The results revealed that the GM of AUCinf for unbound eculizumab was 5072.1 h.mcg/mL for ABP 959, 5527.6 h.mcg/mL for eculizumab US, and 5070.3 h.mcg/mL for eculizumab EU. The GM of ABEC of CH50 was 17,724.5 for APB 959, 16,549.4 for the US reference product, and 16,361.1 for the EU reference product. Overall, the resulting 90% and 95% CIs of GM ratios were found to be within the criteria to establish bioequivalence.
Phase 3 Comparison Between SB12 and Soliris
Data from a phase 3, randomized, double-blind, multicenter, cross-over study comparing SB12 with Soliris in patients with PNH were also shared at the meeting.2 The study evaluated the clinical efficacy, safety, PK, PD, and immunogenicity of the biosimilar vs the reference product.

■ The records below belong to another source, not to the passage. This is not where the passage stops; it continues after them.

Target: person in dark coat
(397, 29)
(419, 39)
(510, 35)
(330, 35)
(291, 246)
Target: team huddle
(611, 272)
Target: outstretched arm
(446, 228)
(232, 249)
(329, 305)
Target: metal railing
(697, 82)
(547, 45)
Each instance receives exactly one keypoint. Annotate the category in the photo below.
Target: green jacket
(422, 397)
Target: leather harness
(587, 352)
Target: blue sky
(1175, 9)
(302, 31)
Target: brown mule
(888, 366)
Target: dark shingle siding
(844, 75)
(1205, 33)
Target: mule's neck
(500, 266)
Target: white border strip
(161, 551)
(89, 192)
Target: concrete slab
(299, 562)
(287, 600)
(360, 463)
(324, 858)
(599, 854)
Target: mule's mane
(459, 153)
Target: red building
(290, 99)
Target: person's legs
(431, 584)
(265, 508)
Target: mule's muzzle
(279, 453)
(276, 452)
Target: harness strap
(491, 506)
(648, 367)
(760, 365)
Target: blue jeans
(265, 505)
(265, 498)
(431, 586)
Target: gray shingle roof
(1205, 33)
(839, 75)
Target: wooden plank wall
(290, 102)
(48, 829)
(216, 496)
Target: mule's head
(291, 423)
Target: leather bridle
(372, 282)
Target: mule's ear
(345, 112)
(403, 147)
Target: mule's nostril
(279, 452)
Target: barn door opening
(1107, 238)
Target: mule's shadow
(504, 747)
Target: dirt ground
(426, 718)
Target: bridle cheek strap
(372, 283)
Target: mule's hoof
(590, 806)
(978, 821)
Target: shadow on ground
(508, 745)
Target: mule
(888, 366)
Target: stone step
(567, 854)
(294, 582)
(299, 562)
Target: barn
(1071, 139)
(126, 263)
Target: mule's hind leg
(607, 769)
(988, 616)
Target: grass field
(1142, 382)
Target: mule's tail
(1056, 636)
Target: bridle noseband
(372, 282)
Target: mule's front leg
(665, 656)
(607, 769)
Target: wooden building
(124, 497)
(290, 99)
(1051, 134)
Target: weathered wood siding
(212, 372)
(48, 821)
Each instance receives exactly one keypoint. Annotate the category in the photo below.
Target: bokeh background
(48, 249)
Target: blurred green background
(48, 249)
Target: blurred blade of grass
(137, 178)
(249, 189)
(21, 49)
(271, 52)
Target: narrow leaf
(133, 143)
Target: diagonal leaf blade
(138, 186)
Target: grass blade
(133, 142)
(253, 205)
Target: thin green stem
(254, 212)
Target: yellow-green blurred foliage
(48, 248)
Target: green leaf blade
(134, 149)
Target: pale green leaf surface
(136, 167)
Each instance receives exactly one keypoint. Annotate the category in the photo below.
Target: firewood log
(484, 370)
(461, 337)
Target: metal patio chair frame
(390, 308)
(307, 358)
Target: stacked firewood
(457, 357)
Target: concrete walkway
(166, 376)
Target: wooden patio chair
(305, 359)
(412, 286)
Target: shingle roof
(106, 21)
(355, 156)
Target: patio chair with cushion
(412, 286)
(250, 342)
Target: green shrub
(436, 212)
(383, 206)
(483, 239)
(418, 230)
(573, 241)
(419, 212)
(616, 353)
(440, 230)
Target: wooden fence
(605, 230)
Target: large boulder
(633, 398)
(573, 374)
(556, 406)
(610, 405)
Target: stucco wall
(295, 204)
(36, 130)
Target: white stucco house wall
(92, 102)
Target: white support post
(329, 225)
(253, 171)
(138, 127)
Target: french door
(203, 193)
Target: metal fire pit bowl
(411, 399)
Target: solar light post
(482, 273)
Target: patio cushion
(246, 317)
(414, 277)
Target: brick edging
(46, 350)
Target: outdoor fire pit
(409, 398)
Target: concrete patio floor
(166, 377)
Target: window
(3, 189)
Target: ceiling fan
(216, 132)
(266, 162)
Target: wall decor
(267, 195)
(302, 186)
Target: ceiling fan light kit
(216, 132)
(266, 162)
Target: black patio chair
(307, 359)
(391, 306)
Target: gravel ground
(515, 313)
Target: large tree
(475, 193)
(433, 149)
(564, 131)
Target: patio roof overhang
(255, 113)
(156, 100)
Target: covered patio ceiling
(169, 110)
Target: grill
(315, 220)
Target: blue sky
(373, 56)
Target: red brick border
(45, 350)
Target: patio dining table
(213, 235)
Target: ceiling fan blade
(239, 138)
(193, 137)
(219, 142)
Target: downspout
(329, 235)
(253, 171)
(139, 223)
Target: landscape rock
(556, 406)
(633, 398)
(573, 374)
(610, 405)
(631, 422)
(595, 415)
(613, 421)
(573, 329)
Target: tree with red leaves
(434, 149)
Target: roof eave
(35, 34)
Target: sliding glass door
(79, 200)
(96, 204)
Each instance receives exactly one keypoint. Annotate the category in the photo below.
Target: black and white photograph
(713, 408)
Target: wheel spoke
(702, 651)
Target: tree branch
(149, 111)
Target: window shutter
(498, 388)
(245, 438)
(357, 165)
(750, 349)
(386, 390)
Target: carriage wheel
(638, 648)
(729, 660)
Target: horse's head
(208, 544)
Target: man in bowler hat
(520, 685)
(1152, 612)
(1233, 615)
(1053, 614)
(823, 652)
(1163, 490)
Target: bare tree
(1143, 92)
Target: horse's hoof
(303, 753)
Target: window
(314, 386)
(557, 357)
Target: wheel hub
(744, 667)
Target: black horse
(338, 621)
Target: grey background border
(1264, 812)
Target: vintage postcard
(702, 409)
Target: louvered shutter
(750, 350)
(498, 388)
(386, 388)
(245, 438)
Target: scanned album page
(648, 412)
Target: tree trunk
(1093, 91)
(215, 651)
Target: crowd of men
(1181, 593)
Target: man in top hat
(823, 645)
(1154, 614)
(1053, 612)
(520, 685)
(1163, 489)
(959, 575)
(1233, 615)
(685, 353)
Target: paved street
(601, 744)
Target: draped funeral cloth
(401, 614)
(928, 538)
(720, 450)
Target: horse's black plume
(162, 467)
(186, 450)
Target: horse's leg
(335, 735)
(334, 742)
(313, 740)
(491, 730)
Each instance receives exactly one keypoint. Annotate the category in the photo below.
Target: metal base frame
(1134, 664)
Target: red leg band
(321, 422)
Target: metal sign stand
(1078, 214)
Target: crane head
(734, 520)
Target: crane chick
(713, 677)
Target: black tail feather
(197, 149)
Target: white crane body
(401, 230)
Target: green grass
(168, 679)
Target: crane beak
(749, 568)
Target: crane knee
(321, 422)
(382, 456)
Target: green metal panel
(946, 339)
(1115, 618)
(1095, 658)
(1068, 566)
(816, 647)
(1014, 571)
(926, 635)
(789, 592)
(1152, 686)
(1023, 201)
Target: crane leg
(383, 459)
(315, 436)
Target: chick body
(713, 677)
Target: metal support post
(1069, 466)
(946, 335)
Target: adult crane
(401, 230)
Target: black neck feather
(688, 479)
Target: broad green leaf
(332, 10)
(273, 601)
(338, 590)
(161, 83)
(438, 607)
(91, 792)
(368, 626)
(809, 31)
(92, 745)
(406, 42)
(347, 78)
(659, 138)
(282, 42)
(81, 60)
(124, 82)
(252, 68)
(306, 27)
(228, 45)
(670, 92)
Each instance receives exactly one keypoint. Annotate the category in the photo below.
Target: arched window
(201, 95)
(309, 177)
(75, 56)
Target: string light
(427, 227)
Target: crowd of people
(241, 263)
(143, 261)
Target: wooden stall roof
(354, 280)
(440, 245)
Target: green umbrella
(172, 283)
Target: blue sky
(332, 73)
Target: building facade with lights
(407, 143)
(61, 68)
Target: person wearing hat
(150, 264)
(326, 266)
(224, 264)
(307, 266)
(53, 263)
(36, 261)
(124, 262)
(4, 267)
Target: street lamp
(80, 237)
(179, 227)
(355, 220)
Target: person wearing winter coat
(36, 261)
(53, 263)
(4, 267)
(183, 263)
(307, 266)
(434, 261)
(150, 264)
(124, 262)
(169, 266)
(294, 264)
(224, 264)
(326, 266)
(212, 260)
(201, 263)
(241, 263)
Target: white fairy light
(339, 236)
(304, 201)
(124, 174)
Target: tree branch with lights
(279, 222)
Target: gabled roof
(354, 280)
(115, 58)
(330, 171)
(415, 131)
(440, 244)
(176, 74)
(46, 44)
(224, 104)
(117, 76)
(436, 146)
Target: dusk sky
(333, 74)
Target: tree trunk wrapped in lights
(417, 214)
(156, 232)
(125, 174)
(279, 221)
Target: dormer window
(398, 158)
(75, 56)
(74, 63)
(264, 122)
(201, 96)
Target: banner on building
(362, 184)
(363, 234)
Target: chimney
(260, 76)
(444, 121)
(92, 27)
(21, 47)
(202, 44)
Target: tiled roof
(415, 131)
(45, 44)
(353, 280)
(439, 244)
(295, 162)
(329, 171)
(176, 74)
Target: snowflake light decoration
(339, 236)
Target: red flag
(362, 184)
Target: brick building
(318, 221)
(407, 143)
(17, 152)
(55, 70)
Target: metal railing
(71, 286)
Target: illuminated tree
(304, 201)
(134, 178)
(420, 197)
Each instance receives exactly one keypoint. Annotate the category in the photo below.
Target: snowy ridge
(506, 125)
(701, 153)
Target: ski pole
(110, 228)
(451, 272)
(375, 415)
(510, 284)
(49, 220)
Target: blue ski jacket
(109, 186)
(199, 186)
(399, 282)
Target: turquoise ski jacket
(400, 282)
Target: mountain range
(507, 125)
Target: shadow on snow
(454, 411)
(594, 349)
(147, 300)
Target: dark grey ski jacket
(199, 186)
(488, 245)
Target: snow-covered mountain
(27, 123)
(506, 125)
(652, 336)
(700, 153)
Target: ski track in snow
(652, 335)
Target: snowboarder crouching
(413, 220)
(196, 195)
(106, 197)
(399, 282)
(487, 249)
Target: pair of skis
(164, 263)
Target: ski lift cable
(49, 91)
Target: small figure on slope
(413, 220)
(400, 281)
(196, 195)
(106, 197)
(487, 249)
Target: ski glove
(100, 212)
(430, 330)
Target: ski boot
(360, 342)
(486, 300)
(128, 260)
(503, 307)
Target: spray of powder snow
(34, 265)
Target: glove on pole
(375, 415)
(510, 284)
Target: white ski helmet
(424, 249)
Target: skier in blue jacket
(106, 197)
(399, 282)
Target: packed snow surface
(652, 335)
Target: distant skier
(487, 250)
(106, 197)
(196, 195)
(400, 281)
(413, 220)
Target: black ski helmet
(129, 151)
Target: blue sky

Overall, 50 patients with PNH who (1) were at least 18 years old, (2) had lactate dehydrogenase (LDH) levels within 1.5 of the upper limit of normal, and (3) did not have previous exposure to a complement inhibitor were enrolled in the analysis. The patients were randomized 1:1 to the treatment group 1, where patients started treatment on the biosimilar and switch to the originator (n = 25), or treatment group 2, where patients started using the originator and switched to the biosimilar (n = 25).
Patients received a 600-mg intravenous dose weekly of the first drug in the treatment group for 4 weeks and 900 mg for the fifth week, followed by 900-mg doses administered every 2 weeks until week 26, when patients were switched to receive the second drug. The patients would remain on the second drug until week 50.
In total, 49 patients received treatment with a study drug and 46 completed the full 50 weeks. The mean difference in LDH level measured at week 26 between the biosimilar and the reference product was 34.48 (95% CI, –47.66 to 116.62).